Living the Sustainable Development Goals (SDGs)


Martin J. Ossewaarde, has an MSc in economics from the Erasmus University of Rotterdam, the Netherlands, with a major in institutional economics and a minor in public administration. He designed and conducted several courses in the field of governance and development. His research interests include eco-cities and green economy. Martin established the Green Campus Movement in order to green AUCA’s culture in anticipation of the university’s move (in 2015) to its new, sustainable campus. SAGE is the proud publisher of his book Introduction to Sustainable Development.

It’s been four years since the Sustainable Development Goals (SDGs) 2030 were adopted worldwide. A quarter of the time to achieve them has already passed and still, awareness is low around the world. Good education and training for sustainable development may change that. During my own formative years at Rotterdam University in the 1980s, I was struck by the impacts of dying forests, nuclear disaster (Chernobyl), desertification, and (still in its infant stages) climate change. The planet I loved was threatened by our ignorance, mismanagement and perhaps even greed. On top of that, injustices cause the very unequal and unfair distribution of the costs and benefits of wealth creation. I began studying the issues in-depth and this led to a lifetime involvement in the field of sustainable development. Moreover, I realised early on that I needed to take responsibility for my own impacts, reducing them wherever I could in a process of continual improvement. I am still at it.

Indeed, we can all do good things for people and the planet. However, these efforts find their limit in matters that are decided by others, especially businesses and governments. Their leaders design and modify the institutions that enable or restrict our collective action people, planet and prosperity. I am speaking about laws and board decisions. Other institutions, such as traditions and social norms, grow more organically, yet they too change over time. Deliberate change takes effort, skill and lots of patience. Last but not least, technology allows certain efficiencies in the way we use resources today, but maybe improved tomorrow. Such improvements are not the result of an autonomous process but of the complex interactions of attitudes, institutions and the incentives they generate.
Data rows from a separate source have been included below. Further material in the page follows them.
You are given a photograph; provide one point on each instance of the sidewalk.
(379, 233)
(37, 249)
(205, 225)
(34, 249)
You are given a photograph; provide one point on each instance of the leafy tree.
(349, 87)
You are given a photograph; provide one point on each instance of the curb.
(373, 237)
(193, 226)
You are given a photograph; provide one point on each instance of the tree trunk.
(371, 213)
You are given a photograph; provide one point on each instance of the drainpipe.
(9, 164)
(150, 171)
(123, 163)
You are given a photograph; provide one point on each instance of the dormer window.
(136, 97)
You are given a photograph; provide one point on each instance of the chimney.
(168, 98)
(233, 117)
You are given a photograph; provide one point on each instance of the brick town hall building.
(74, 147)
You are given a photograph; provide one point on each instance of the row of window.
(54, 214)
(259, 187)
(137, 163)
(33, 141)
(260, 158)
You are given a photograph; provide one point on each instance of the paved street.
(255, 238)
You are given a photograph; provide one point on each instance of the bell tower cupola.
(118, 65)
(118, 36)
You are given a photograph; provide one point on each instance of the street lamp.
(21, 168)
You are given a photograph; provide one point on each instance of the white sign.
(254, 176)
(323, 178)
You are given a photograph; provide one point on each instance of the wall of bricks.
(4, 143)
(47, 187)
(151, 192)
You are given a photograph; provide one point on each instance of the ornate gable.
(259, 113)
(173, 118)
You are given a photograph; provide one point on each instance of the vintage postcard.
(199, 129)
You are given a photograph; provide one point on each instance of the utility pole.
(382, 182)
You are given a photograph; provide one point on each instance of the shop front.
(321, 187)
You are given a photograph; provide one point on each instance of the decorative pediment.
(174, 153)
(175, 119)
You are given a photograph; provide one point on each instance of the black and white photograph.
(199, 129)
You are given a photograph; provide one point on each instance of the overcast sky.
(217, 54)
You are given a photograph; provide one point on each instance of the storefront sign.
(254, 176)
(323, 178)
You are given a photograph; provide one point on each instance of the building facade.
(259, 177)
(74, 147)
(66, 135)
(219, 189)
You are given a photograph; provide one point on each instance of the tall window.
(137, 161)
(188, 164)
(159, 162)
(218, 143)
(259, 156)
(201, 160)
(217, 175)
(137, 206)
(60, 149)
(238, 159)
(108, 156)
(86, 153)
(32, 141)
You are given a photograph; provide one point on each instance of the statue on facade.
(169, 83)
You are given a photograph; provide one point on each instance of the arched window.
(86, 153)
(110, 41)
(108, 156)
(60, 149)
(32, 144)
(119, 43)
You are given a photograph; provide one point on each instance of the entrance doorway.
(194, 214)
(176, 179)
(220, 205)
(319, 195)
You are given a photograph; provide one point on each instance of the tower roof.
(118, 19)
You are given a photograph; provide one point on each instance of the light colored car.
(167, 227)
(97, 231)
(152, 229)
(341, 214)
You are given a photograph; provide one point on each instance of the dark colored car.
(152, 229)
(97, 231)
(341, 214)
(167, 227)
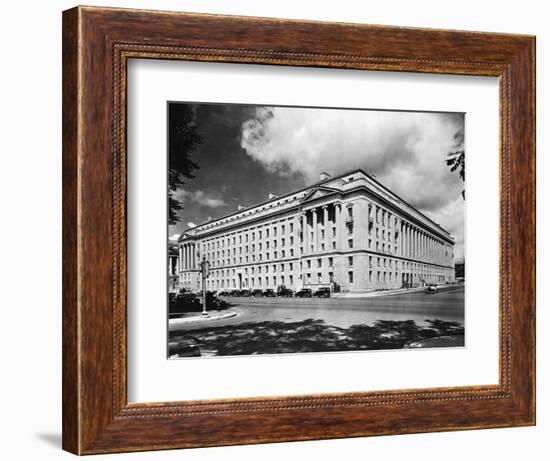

Why is this important for the SDGs? How shall we make decisions for inclusive, sustainable development, if our consciousness and mindset have not been impacted by integrated SDG thinking? How shall we generate the graduates needed to fill the millions of jobs that now require knowledge, attitudes, values and skills for moving towards the future we want?

My contribution to this educational task is my textbook ‘Introduction to Sustainable Development’,  published by SAGE India in April 2018. It is the fruit of a decade of lecturing in Central Asia and a lot of additional self-study. It is not a compilation of issues and their solutions. Instead, it seeks to challenge and inspire the readers to pause and think about sustainable development in relation to their roles as individuals, parents, future managers and leaders of business, government and civil society. Part One gets to the roots of unsustainable development and paints the promise of sustainability as a new direction for development. Part Two presents all relevant stakeholders and the roles they play best in the complex transition to a sustainable future. Part Three has concrete applications of sustainable development thinking to the key areas of energy, food & agriculture, urban living, and green economy. Every chapter has material from various South Asian countries.

This book may not only be relevant for dedicated courses in (sustainable) development, but also for wider courses about the interactions between agriculture, business or technology on the one hand and society on the other in this age of great global challenges

Last but not least, I hope that this book serves to enlighten environment and development professionals who need an update on their knowledge and background in areas relevant to the SDGs. Finding one’s place in the movement for our common (sustainable) future is a rewarding pursuit.